Rk Player WAR/pos Year HR RBI SB BA OBP SLG
1 Lou Gehrig 11.8 1927 47 173 10 .373 .474 .765
2 Mickey Mantle 11.2 1956 52 130 10 .353 .464 .705
3 Ty Cobb 10.7 1911 8 127 83 .420 .467 .621
4 Mike Trout 10.6 2016 29 100 30 .315 .441 .550
5 Jimmie Foxx 10.5 1932 58 169 3 .364 .469 .749
6 Alex Rodriguez 10.4 2000 41 132 15 .316 .420 .606
7 Tris Speaker 10.1 1912 10 90 52 .383 .464 .567
8 Mike Schmidt 9.7 1974 36 116 23 .282 .395 .546
9 Rogers Hornsby 9.6 1920 9 94 12 .370 .431 .559
10 Shoeless Joe Jackson 9.6 1912 3 90 35 .395 .458 .579
Provided by View Play Index Tool Used
Generated 10/9/2016.

Trout is 4th, behind the career years of Lou Gehrig, Mickey Mantle, and Ty Cobb.

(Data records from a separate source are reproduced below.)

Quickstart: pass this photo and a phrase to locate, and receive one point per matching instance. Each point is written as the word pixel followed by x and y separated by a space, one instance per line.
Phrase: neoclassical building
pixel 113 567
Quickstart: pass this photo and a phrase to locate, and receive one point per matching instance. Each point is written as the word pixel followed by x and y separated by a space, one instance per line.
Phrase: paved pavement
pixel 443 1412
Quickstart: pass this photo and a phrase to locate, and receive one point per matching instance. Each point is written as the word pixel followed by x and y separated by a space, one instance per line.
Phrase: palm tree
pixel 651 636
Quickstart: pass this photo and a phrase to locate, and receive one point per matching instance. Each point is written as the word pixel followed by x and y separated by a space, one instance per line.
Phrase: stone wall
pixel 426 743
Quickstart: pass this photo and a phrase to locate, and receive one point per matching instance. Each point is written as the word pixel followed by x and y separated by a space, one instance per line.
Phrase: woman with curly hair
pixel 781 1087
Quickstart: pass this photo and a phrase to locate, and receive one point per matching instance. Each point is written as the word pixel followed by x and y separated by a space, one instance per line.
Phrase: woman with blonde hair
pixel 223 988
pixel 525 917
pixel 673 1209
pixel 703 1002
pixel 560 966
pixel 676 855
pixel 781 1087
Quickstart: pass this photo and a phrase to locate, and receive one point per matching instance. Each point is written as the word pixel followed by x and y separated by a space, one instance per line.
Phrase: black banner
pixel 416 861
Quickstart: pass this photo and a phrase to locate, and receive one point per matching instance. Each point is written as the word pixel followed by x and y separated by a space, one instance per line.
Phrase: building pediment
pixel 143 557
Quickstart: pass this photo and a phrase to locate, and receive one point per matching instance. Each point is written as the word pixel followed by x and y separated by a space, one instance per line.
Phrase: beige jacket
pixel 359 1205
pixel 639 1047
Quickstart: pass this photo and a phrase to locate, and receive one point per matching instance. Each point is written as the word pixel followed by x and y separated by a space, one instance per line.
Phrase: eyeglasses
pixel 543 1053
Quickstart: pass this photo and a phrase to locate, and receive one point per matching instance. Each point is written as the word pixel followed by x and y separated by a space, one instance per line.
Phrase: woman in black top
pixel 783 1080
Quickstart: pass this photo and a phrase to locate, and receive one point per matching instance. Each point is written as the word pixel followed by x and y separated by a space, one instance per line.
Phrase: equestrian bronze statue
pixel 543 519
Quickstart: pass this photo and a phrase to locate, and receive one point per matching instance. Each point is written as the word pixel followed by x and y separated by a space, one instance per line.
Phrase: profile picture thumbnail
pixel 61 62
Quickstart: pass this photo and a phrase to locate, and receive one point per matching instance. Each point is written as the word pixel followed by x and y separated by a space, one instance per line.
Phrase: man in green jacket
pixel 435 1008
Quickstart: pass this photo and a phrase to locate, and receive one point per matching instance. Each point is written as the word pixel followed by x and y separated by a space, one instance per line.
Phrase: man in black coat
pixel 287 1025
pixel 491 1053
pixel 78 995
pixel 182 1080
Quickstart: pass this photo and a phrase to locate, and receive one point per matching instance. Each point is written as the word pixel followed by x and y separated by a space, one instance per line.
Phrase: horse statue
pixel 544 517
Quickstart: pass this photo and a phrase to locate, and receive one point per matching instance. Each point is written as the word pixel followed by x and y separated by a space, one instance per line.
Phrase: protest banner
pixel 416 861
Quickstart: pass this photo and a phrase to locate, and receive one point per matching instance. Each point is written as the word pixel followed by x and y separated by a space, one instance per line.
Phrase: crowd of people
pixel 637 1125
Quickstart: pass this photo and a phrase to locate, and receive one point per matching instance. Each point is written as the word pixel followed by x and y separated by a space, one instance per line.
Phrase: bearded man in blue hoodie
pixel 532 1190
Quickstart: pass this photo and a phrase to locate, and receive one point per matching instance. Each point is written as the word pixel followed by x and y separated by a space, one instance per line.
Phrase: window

So there you have it. Trout didn't literally have "the greatest season ever, for a player his age, in every year he has played." But he was the best at age 20, the second-best at age 21 (to a player in the Dead-ball Era), in the top five at age 24, and in the top 10 at ages 22 and 23.

Ty Cobb, who Trout surpassed as the "greatest young player of all time," finished in the top five in four of the years, but missed the top 10 entirely at age 21 and doesn't rank higher than third at any age.

Mantle was only in the top 10 at three of the ages - 20, 23 and 24. Mantle didn't really become "great" until he was 23, and then he was the best player in the American League for about ten years.

Mike Trout has been the best player in baseball since he was a 20-year-old rookie.